Type 1 Diabetes (T1D) in both humans and NOD mice is an autoimmune disease resulting from interactions between multiple susceptibility (Idd) genes, but with certain major histocompatibility complex (MHC) haplotypes providing the primary disease risk factor. It has long been known that within the MHC, particular combinations of class II variants determine a large component of T1D susceptibility in humans by mediating pathogenic CD4 T-cell responses. Similarly, in the NOD mouse, the presence or absence of certain MHC class II gene products is critical to T1D development. However, because MHC class II expression is largely limited to hematopoietically derived antigen presenting cells (APCs-including dendritic cells, macrophages, and B-lymphocytes) the effects of autoreactive CD4 T-cells on insulin producing pancreatic β-cells and T1D development are indirect. In contrast, like most other cell types, pancreatic β-cells do express MHC class I molecules. Epidemiological studies now indicate that in addition to class II effects, class I variants provide an independent T1D risk factor. Together, these observations indicate that due to an ability to directly engage and destroy pancreatic β-cells, MHC class I restricted autoreactive CD8 T-cells are likely the ultimate mediators of T1D development in both humans and NOD mice. Subsequent studies indicated T1D development in NOD mice depends on expression of the particular class I alleles within the H2g7 MHC haplotype. Similarly, epidemiological, clinical, and transgenic mouse studies have indicated that when expressed in the proper genomic context certain common human class I molecules, such as HLA-A2.1 present in ~40% of Caucasians, can mediate diabetogenic CD8 T-cell responses. Approximately 60% of human T1D patients express the HLA-A2.1 class I variant. Thus, identifying a means to attenuate the generation or functional activity of CD8 T-cells mediating MHC class I restricted autoimmune destruction of pancreatic β-cells may ultimately be of great clinical significance for effective T1D intervention. The full functional activation of CD8 T-cells usually requires cytokine-induced signaling events derived from CD4 helper T-cells.
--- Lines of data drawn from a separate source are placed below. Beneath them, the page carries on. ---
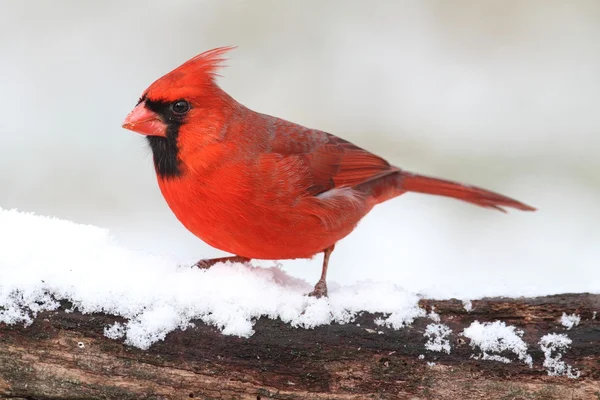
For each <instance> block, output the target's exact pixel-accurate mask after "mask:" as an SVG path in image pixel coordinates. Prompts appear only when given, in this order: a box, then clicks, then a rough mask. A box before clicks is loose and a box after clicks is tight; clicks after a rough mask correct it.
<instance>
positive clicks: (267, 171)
mask: <svg viewBox="0 0 600 400" xmlns="http://www.w3.org/2000/svg"><path fill="white" fill-rule="evenodd" d="M230 49H231V47H221V48H216V49H213V50H209V51H207V52H204V53H202V54H200V55H198V56H196V57H194V58H192V59H191V60H189V61H187V62H185V63H184V64H182V65H181V66H179V67H177V68H176V69H174V70H173V71H171V72H169V73H168V74H166V75H164V76H163V77H161V78H159V79H158V80H156V81H155V82H154V83H152V85H150V87H149V88H148V89H146V91H145V92H144V94H143V95H142V97H141V98H140V99H139V101H138V103H137V105H136V106H135V108H134V109H133V110H132V111H131V113H129V115H128V116H127V118H126V119H125V121H124V123H123V127H124V128H127V129H130V130H132V131H135V132H138V133H140V134H142V135H146V136H147V139H148V143H149V144H150V148H151V149H152V154H153V158H154V167H155V170H156V176H157V178H158V185H159V187H160V190H161V192H162V194H163V196H164V198H165V200H166V201H167V204H168V205H169V207H170V208H171V210H172V211H173V213H174V214H175V216H176V217H177V218H178V219H179V221H181V223H182V224H183V225H184V226H185V227H186V228H187V229H189V230H190V231H191V232H192V233H193V234H194V235H196V236H198V237H199V238H200V239H202V240H203V241H205V242H206V243H208V244H210V245H211V246H213V247H216V248H218V249H221V250H224V251H226V252H229V253H233V254H235V256H233V257H223V258H216V259H208V260H201V261H199V262H198V264H197V265H198V266H200V267H203V268H208V267H210V266H211V265H213V264H215V263H217V262H221V261H240V262H245V261H249V260H250V259H253V258H256V259H265V260H282V259H294V258H311V257H313V256H314V255H315V254H318V253H321V252H322V253H324V258H323V269H322V274H321V279H320V280H319V281H318V283H317V284H316V285H315V288H314V290H313V291H312V292H311V293H310V295H313V296H317V297H321V296H326V295H327V284H326V275H327V265H328V262H329V256H330V255H331V252H332V251H333V248H334V246H335V244H336V243H337V242H338V241H339V240H340V239H342V238H344V237H345V236H346V235H348V234H349V233H350V232H352V230H353V229H354V228H355V227H356V225H357V223H358V222H359V221H360V219H361V218H363V217H364V216H365V215H366V214H367V213H368V212H369V211H370V210H371V209H372V208H373V206H375V205H376V204H379V203H381V202H384V201H386V200H389V199H391V198H393V197H396V196H399V195H401V194H403V193H406V192H418V193H426V194H433V195H439V196H446V197H453V198H455V199H459V200H463V201H466V202H469V203H471V204H475V205H478V206H481V207H487V208H494V209H497V210H501V211H504V210H503V209H502V207H513V208H517V209H519V210H526V211H533V210H535V209H534V208H533V207H530V206H528V205H526V204H523V203H521V202H519V201H517V200H514V199H511V198H509V197H506V196H503V195H501V194H498V193H494V192H491V191H488V190H485V189H481V188H478V187H475V186H469V185H463V184H460V183H455V182H451V181H447V180H442V179H437V178H431V177H427V176H423V175H418V174H415V173H411V172H407V171H404V170H402V169H400V168H398V167H395V166H393V165H390V164H389V163H388V162H387V161H386V160H384V159H383V158H381V157H379V156H377V155H375V154H372V153H370V152H368V151H366V150H363V149H361V148H360V147H358V146H355V145H354V144H352V143H350V142H348V141H346V140H344V139H341V138H339V137H337V136H334V135H332V134H329V133H327V132H323V131H320V130H316V129H310V128H305V127H304V126H300V125H297V124H295V123H292V122H288V121H286V120H283V119H279V118H276V117H272V116H270V115H266V114H261V113H258V112H255V111H252V110H250V109H248V108H246V107H244V106H243V105H242V104H240V103H238V102H237V101H235V100H234V99H233V98H232V97H230V96H229V95H228V94H227V93H225V92H224V91H223V90H222V89H221V88H220V87H219V86H218V85H217V84H216V83H215V79H214V78H215V73H216V70H217V69H218V67H219V66H220V65H221V63H222V62H223V60H224V58H223V56H224V54H225V53H226V52H227V51H229V50H230Z"/></svg>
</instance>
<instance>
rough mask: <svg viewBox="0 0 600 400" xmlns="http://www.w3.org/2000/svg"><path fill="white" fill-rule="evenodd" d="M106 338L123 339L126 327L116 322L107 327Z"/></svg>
mask: <svg viewBox="0 0 600 400" xmlns="http://www.w3.org/2000/svg"><path fill="white" fill-rule="evenodd" d="M104 336H106V337H107V338H110V339H121V338H122V337H123V336H125V325H123V324H121V323H119V322H115V323H114V324H113V325H111V326H107V327H105V328H104Z"/></svg>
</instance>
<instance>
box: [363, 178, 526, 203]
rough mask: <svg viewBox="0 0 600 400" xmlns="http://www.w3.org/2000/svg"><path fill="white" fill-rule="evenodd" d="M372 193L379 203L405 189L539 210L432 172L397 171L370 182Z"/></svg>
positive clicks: (485, 189) (420, 192) (395, 196)
mask: <svg viewBox="0 0 600 400" xmlns="http://www.w3.org/2000/svg"><path fill="white" fill-rule="evenodd" d="M368 184H369V186H370V188H369V189H370V190H369V191H370V193H371V195H372V196H373V199H374V200H375V201H376V202H377V203H381V202H383V201H385V200H388V199H390V198H392V197H396V196H399V195H401V194H402V193H405V192H415V193H425V194H432V195H437V196H445V197H452V198H454V199H458V200H462V201H466V202H467V203H471V204H475V205H477V206H480V207H485V208H494V209H496V210H500V211H502V212H506V211H505V210H504V208H503V207H512V208H516V209H518V210H523V211H535V208H533V207H531V206H528V205H527V204H524V203H521V202H520V201H517V200H515V199H511V198H510V197H507V196H504V195H501V194H498V193H494V192H492V191H489V190H486V189H482V188H479V187H476V186H471V185H464V184H462V183H458V182H452V181H447V180H444V179H438V178H431V177H428V176H423V175H418V174H413V173H411V172H406V171H397V172H395V173H393V174H390V175H386V176H382V177H380V178H378V179H375V180H373V181H371V182H369V183H368Z"/></svg>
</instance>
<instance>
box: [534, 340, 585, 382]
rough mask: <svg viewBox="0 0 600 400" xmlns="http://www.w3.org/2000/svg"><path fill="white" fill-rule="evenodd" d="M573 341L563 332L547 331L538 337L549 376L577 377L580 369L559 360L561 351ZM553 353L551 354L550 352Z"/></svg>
mask: <svg viewBox="0 0 600 400" xmlns="http://www.w3.org/2000/svg"><path fill="white" fill-rule="evenodd" d="M571 343H573V341H572V340H571V339H570V338H569V337H568V336H567V335H565V334H564V333H562V334H557V333H549V334H547V335H544V336H542V338H541V339H540V342H539V344H540V348H541V349H542V351H543V352H544V368H546V370H547V371H548V375H549V376H563V375H564V376H567V377H568V378H571V379H576V378H579V375H580V371H578V370H576V369H575V368H573V367H571V366H570V365H567V363H565V362H564V361H561V359H562V356H563V353H564V352H565V351H566V350H567V349H568V348H569V346H570V345H571ZM553 352H554V353H555V355H554V356H553V355H552V353H553Z"/></svg>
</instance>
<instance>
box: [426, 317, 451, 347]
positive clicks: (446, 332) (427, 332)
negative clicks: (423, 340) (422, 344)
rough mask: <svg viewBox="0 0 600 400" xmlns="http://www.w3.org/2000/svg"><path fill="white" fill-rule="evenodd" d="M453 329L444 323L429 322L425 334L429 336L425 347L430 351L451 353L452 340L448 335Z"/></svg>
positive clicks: (426, 335) (427, 325)
mask: <svg viewBox="0 0 600 400" xmlns="http://www.w3.org/2000/svg"><path fill="white" fill-rule="evenodd" d="M451 333H452V329H450V328H449V327H448V326H446V325H444V324H429V325H427V327H426V328H425V333H424V334H423V336H425V337H426V338H428V340H427V343H425V348H426V349H427V350H430V351H439V352H442V351H443V352H445V353H447V354H450V340H449V339H448V336H450V334H451Z"/></svg>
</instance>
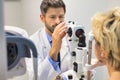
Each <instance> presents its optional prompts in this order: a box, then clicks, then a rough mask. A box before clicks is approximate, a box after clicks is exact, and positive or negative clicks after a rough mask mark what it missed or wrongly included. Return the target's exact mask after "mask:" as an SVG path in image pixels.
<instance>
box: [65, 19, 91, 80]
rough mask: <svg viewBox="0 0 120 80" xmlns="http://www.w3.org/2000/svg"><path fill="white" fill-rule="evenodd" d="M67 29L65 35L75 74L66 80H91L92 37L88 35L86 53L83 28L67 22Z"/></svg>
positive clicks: (85, 44)
mask: <svg viewBox="0 0 120 80" xmlns="http://www.w3.org/2000/svg"><path fill="white" fill-rule="evenodd" d="M68 27H69V28H68V31H67V33H68V41H69V42H70V52H71V55H72V70H73V71H74V74H75V75H74V76H73V75H71V74H70V75H68V80H93V79H92V72H91V71H90V70H91V69H93V66H92V65H91V54H92V40H93V36H92V35H90V38H89V44H88V52H87V47H86V36H85V32H84V27H83V26H81V25H77V24H76V23H75V22H73V21H70V22H69V24H68Z"/></svg>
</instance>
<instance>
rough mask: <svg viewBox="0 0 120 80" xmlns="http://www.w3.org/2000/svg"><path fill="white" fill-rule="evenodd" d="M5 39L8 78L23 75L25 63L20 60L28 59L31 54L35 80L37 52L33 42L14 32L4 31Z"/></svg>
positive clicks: (16, 32) (10, 31) (25, 71)
mask: <svg viewBox="0 0 120 80" xmlns="http://www.w3.org/2000/svg"><path fill="white" fill-rule="evenodd" d="M6 39H7V57H8V58H7V59H8V78H12V77H16V76H21V75H23V74H25V72H26V69H25V68H24V67H26V65H25V62H24V61H23V60H22V64H21V63H20V60H21V59H24V58H25V57H28V58H30V57H31V52H32V54H33V57H34V60H33V63H34V76H35V80H37V61H36V60H37V50H36V47H35V45H34V44H33V42H32V41H31V40H29V39H27V38H25V37H23V36H22V35H21V34H19V33H17V32H15V31H6Z"/></svg>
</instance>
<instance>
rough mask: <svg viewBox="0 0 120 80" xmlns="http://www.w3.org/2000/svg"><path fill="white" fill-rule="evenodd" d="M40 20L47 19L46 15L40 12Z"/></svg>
mask: <svg viewBox="0 0 120 80" xmlns="http://www.w3.org/2000/svg"><path fill="white" fill-rule="evenodd" d="M40 20H41V21H42V22H44V21H45V17H44V15H42V14H40Z"/></svg>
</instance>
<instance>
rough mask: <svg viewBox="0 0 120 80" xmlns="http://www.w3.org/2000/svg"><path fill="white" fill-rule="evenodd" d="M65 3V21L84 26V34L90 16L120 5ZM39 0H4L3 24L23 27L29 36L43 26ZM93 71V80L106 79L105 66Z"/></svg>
mask: <svg viewBox="0 0 120 80" xmlns="http://www.w3.org/2000/svg"><path fill="white" fill-rule="evenodd" d="M64 2H65V4H66V10H67V12H66V17H65V21H66V22H67V21H75V22H77V24H79V25H83V26H84V27H85V33H86V36H87V34H88V33H89V32H90V30H91V17H92V16H93V15H94V14H95V13H97V12H103V11H106V10H109V9H111V8H113V7H116V6H120V4H119V3H120V0H64ZM40 3H41V0H4V24H5V25H8V26H16V27H20V28H23V29H25V30H26V31H27V32H28V34H29V36H30V35H31V34H33V33H34V32H35V31H37V30H38V29H39V28H41V27H43V24H42V23H41V21H40V18H39V15H40ZM94 72H95V80H107V79H108V73H107V70H106V67H105V66H103V67H99V68H97V69H96V71H94Z"/></svg>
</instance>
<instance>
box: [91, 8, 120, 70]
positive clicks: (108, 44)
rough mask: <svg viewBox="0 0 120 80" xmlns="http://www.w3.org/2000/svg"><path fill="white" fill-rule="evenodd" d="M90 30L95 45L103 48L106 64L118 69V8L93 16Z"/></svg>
mask: <svg viewBox="0 0 120 80" xmlns="http://www.w3.org/2000/svg"><path fill="white" fill-rule="evenodd" d="M92 32H93V35H94V38H95V41H96V44H97V46H99V47H100V49H102V50H104V53H105V54H104V57H105V59H106V60H107V62H108V64H109V65H110V66H112V67H113V69H114V70H119V71H120V8H119V7H117V8H114V9H112V10H110V11H108V12H106V13H98V14H96V15H95V16H93V18H92ZM97 52H98V51H97ZM97 55H101V52H100V53H99V52H98V53H97Z"/></svg>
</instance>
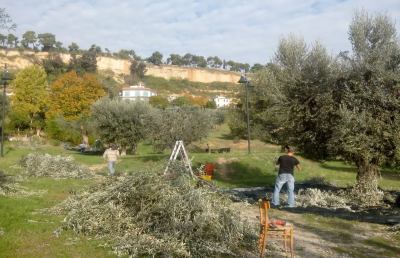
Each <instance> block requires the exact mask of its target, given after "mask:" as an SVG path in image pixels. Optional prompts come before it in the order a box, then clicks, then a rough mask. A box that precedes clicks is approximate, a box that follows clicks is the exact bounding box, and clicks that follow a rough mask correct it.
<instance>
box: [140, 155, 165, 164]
mask: <svg viewBox="0 0 400 258" xmlns="http://www.w3.org/2000/svg"><path fill="white" fill-rule="evenodd" d="M168 157H169V155H168V154H149V155H140V156H137V157H135V159H137V160H139V161H142V162H158V161H161V160H165V161H167V160H168Z"/></svg>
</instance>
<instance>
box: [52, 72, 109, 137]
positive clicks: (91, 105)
mask: <svg viewBox="0 0 400 258" xmlns="http://www.w3.org/2000/svg"><path fill="white" fill-rule="evenodd" d="M105 94H106V93H105V91H104V89H103V87H102V85H101V84H100V82H99V81H98V80H97V79H96V77H95V76H94V75H92V74H84V75H83V76H79V75H78V74H77V73H76V72H75V71H71V72H68V73H65V74H63V75H61V76H60V77H58V78H57V79H56V80H55V81H54V82H53V83H52V84H51V86H50V101H49V111H48V116H49V117H50V118H52V119H55V118H60V117H61V118H63V119H64V120H65V121H68V122H78V121H85V120H86V118H87V117H88V116H89V114H90V110H91V106H92V104H93V103H94V102H96V101H97V100H98V99H100V98H101V97H103V96H104V95H105ZM80 129H81V135H82V141H83V143H85V144H88V137H87V133H86V129H85V126H84V123H80Z"/></svg>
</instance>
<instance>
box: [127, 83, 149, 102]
mask: <svg viewBox="0 0 400 258" xmlns="http://www.w3.org/2000/svg"><path fill="white" fill-rule="evenodd" d="M152 96H157V93H156V92H155V91H154V90H152V89H149V88H146V87H145V86H144V85H143V83H139V85H134V86H129V87H124V88H122V92H121V94H120V97H121V99H128V100H134V101H136V100H140V101H149V98H150V97H152Z"/></svg>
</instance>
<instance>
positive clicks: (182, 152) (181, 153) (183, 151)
mask: <svg viewBox="0 0 400 258" xmlns="http://www.w3.org/2000/svg"><path fill="white" fill-rule="evenodd" d="M178 158H179V160H180V161H181V162H182V163H183V164H184V166H185V168H186V170H187V171H188V172H189V173H190V175H191V176H192V177H194V173H193V169H192V162H191V161H190V159H189V156H188V154H187V151H186V149H185V145H184V144H183V141H176V142H175V146H174V148H173V149H172V153H171V156H170V157H169V160H168V164H167V166H166V168H165V170H164V174H167V173H168V171H169V169H170V167H171V164H172V163H173V162H175V161H177V160H178Z"/></svg>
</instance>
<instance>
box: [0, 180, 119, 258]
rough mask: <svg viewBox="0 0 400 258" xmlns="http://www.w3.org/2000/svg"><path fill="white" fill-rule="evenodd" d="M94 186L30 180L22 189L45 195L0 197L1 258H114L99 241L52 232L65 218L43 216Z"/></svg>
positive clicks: (58, 216)
mask: <svg viewBox="0 0 400 258" xmlns="http://www.w3.org/2000/svg"><path fill="white" fill-rule="evenodd" d="M89 184H91V182H89V181H87V180H72V179H68V180H53V179H49V178H37V179H30V180H27V181H26V182H24V184H23V186H25V187H27V188H29V189H30V190H31V191H39V190H45V191H46V192H45V193H43V194H42V195H35V196H30V197H19V198H11V197H0V214H1V216H0V227H1V228H2V230H3V231H4V234H3V235H2V236H0V254H1V257H114V256H113V255H111V254H110V253H109V250H106V249H104V248H102V247H99V242H98V241H93V240H89V239H88V238H86V237H84V236H77V235H75V234H74V233H73V232H65V231H64V232H62V234H61V235H60V236H59V237H57V236H56V235H55V234H54V233H53V232H54V230H56V229H57V228H58V227H59V226H60V225H61V221H62V219H63V217H62V216H53V215H48V214H46V213H43V212H40V210H41V209H43V208H49V207H52V206H54V205H55V204H57V203H59V202H60V201H61V200H63V199H65V198H66V197H67V196H68V195H69V194H70V193H71V192H73V191H77V190H79V189H82V188H83V187H86V186H87V185H89Z"/></svg>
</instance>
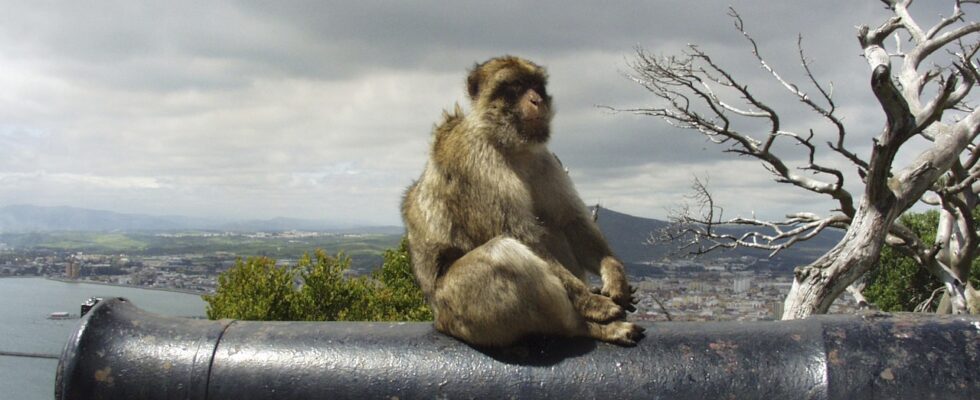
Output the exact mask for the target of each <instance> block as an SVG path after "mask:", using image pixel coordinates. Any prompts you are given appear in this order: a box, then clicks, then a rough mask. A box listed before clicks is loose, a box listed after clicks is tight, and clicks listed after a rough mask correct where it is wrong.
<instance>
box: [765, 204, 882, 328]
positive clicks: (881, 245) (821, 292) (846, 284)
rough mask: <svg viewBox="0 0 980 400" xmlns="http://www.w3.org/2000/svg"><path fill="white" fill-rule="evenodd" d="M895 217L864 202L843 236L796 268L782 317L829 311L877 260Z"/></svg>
mask: <svg viewBox="0 0 980 400" xmlns="http://www.w3.org/2000/svg"><path fill="white" fill-rule="evenodd" d="M891 214H894V212H892V213H891ZM894 219H895V216H894V215H886V214H882V213H881V212H879V211H878V207H873V206H870V205H868V204H864V202H862V204H861V206H860V207H859V208H858V214H857V215H855V216H854V222H853V223H852V224H851V226H850V228H848V230H847V233H846V234H845V235H844V238H843V239H841V241H840V242H839V243H837V245H836V246H834V248H832V249H831V250H830V251H828V252H827V253H826V254H824V255H823V256H822V257H820V258H819V259H817V260H816V261H814V262H813V263H811V264H810V265H807V266H804V267H799V268H797V270H796V273H795V278H794V279H793V286H792V288H791V289H790V291H789V295H787V296H786V302H785V304H784V307H783V316H782V319H784V320H785V319H800V318H806V317H808V316H810V314H824V313H826V312H827V310H828V309H830V305H831V304H833V302H834V300H835V299H837V297H839V296H840V295H841V293H843V292H844V291H845V290H847V287H848V286H850V285H851V283H853V282H854V281H855V280H857V279H858V278H860V277H861V276H862V275H864V274H865V273H866V272H868V271H869V270H871V268H872V267H873V266H874V265H875V263H877V262H878V256H879V254H880V253H881V247H882V246H883V245H884V243H885V236H886V235H887V234H888V226H889V225H891V223H892V221H893V220H894Z"/></svg>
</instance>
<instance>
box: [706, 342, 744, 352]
mask: <svg viewBox="0 0 980 400" xmlns="http://www.w3.org/2000/svg"><path fill="white" fill-rule="evenodd" d="M708 347H710V348H711V350H714V351H718V352H721V351H726V350H734V349H737V348H738V345H737V344H735V342H728V341H724V340H722V341H719V342H712V343H709V344H708Z"/></svg>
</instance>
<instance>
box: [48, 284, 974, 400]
mask: <svg viewBox="0 0 980 400" xmlns="http://www.w3.org/2000/svg"><path fill="white" fill-rule="evenodd" d="M645 326H646V328H647V331H646V337H645V338H644V339H643V340H641V341H640V342H639V344H638V345H637V346H635V347H619V346H615V345H609V344H605V343H597V342H595V341H593V340H587V339H567V338H531V339H528V340H527V341H526V342H524V343H521V344H520V345H516V346H512V347H508V348H501V349H486V348H475V347H471V346H468V345H466V344H464V343H462V342H459V341H457V340H456V339H453V338H450V337H447V336H445V335H442V334H440V333H438V332H436V331H435V330H434V329H433V328H432V326H431V324H429V323H367V322H361V323H357V322H254V321H233V320H220V321H207V320H195V319H186V318H176V317H163V316H159V315H155V314H152V313H148V312H145V311H143V310H140V309H139V308H137V307H135V306H133V305H132V303H130V302H129V301H126V300H125V299H121V298H112V299H106V300H104V301H101V302H100V303H99V304H97V305H96V306H95V307H94V308H92V309H91V310H90V311H89V312H88V313H87V314H86V315H85V316H84V317H83V318H82V320H81V321H80V323H79V327H78V329H77V331H76V332H75V333H74V334H73V335H72V337H71V339H70V340H69V341H68V343H67V344H66V346H65V349H64V352H63V353H62V355H61V359H60V362H59V364H58V370H57V378H56V383H55V385H56V387H55V398H57V399H235V400H245V399H316V398H330V399H335V398H336V399H343V398H357V399H368V398H385V399H395V398H397V399H411V398H436V397H441V398H559V399H578V398H600V397H602V398H615V399H624V398H656V399H697V400H704V399H716V398H736V399H768V398H785V399H928V398H944V399H968V398H969V399H976V398H978V396H980V368H978V365H980V319H978V318H977V316H945V317H941V316H935V315H915V314H881V313H877V314H867V315H861V316H817V317H813V318H809V319H806V320H799V321H785V322H706V323H705V322H701V323H694V322H691V323H679V322H671V323H652V324H648V325H645Z"/></svg>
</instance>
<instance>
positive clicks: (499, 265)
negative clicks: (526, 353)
mask: <svg viewBox="0 0 980 400" xmlns="http://www.w3.org/2000/svg"><path fill="white" fill-rule="evenodd" d="M550 269H551V268H550V267H549V265H548V262H546V261H544V260H543V259H541V258H540V257H538V256H537V255H536V254H535V253H534V252H533V251H531V250H530V249H529V248H528V247H527V246H525V245H524V244H522V243H520V242H519V241H517V240H515V239H512V238H506V237H498V238H495V239H493V240H491V241H489V242H487V243H486V244H484V245H482V246H480V247H478V248H476V249H473V250H472V251H470V252H469V253H467V254H466V255H464V256H463V257H462V258H460V259H459V260H456V262H454V263H453V264H452V265H451V266H450V267H449V269H448V270H447V271H446V274H445V275H443V277H442V278H441V279H440V281H439V283H438V284H437V285H436V292H435V299H434V302H433V305H434V307H435V308H436V321H435V325H436V329H438V330H440V331H442V332H445V333H447V334H449V335H452V336H455V337H458V338H460V339H462V340H464V341H466V342H468V343H471V344H476V345H491V346H505V345H509V344H511V343H513V342H515V341H517V340H519V339H520V338H522V337H524V336H527V335H529V334H545V335H563V336H594V335H593V332H592V331H593V330H592V329H590V328H589V327H588V326H587V324H586V320H585V319H584V318H583V316H582V315H581V313H579V312H578V310H577V309H576V307H575V306H574V305H573V304H572V301H571V299H570V298H569V296H568V294H567V291H566V289H565V286H564V284H563V283H562V281H561V280H560V279H558V277H556V276H555V275H554V274H553V273H551V271H550ZM583 286H584V285H583ZM595 333H596V334H603V335H605V333H603V332H599V331H596V332H595ZM605 336H608V335H605ZM605 336H603V337H605Z"/></svg>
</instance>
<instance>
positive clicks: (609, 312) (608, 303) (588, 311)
mask: <svg viewBox="0 0 980 400" xmlns="http://www.w3.org/2000/svg"><path fill="white" fill-rule="evenodd" d="M578 309H579V312H580V313H582V316H583V317H585V319H587V320H589V321H595V322H609V321H613V320H617V319H622V318H623V317H625V316H626V312H625V311H623V308H622V307H620V306H618V305H616V303H615V302H614V301H612V299H610V298H608V297H606V296H602V295H598V294H591V293H590V294H589V295H588V297H586V299H585V301H583V302H581V303H580V304H579V305H578Z"/></svg>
Therefore, it may also be important to identify a means to specifically attenuate pathogenic CD4 T-cells either independently or in conjunction with CD8 effectors.

We have used mice expressing human HLA-A2.1 class I molecules in the absence of any murine counterparts (designated NOD.B2mnull.HHD) to identify autoreactive CD8 T-cell populations of pathogenic significance in a sizeable proportion T1D patients and to develop potentially clinically translatable means to functionally attenuate these effectors. However, mice carrying an inactivated β2m gene are poor breeders which can limit their ability to be produced in sufficient numbers for experimental purposes. Intact ß2m molecules are also required for the stable expression of FcRn that limits the catabolism of IgG. Thus, a lack of ß2m expression also limits the ability to test possible antibody-based interventions for T1D in NOD.B2mnull.HHD mice. Thus, it is critical to develop new NOD and NSG stocks in which murine MHC genes have been directly eliminated and that then can serve as platforms for introduction of transgenes encoding various human HLA molecules, allowing these mice to be employed in a pipeline model to test potentially clinically applicable T1D interventions.